# base 2 log of X

• 06-25-2007
Mario F.
base 2 log of X
I need to dinamically calculate the necessary bits to hold unsigned integrals subsets of varied size, sum these results and construct a std::bitset based on the final result.

But I can't seem to find a way to solve ceil(log2(x)) with the standard library.

The problem is with the log2(x), since apparently only the common and natural logarithms are offered.

Am I failing to see some other function? Is there a mathematical equivalent equation I can use?
• 06-25-2007
whiteflags
Quote:

Am I failing to see some other function? Is there a mathematical equivalent equation I can use?
logr(x) = logk(x) / logk(r)

Basically, using any constant radix, put log of x over the log of the desired radix and the answer is converted.
• 06-25-2007
This might help:
Code:

`loga(b) = log(b) / log (a)`
beaten by like a second![/edit]
• 06-25-2007
Mario F.
If it wasn't for that crude beard of yours I could kiss you.

Thanks a bunch!
• 06-25-2007
QuestionC
Don't use the log function to count bits.
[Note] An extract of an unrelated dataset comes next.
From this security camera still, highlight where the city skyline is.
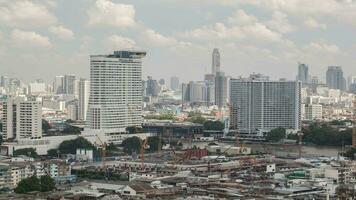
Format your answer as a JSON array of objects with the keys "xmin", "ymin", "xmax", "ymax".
[{"xmin": 0, "ymin": 0, "xmax": 356, "ymax": 82}]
Putting aside the efficiency issue, consider accuracy. Since it turns the problem to floating point numbers, expressions like the following are ambiguous:

Code:

`int(log(4) / log(2)`
Is it int(.602059991/.301029995), or it int(.602059991/.301029996)? It's impossible to tell because of floating point precision.

Just shift bits if need be.
• 06-25-2007
QuestionC
Well, either shift bits or get creative if efficiency matters.
• 06-25-2007
Salem
> But I can't seem to find a way to solve ceil(log2(x)) with the standard library.
Isn't this going to be in effect the left most bit shifted left one place?

In binary, say you have 0101b (5) samples to store. The left-most bit is 0100b (4), which then shifted left one place is 1000b (8).
So you allocate space for 8, to store a maximum of 5 samples.

OK, maybe it's not the most accurate answer, but it's a lot easier to calculate.
• 06-26-2007
QuestionC
Actually, it's the number of bits.

ciel(log2(1-2)) -> 1
ciel(log2(3-4)) -> 2
ciel(log2(5-8)) -> 3

Well, there's the edge case on powers of 2, so technically floor(log2(x)) + 1. In any case, bit manipulation is totally the way to go.
• 06-26-2007
Mario F.
Thanks for the info guys. Much better options, no doubt.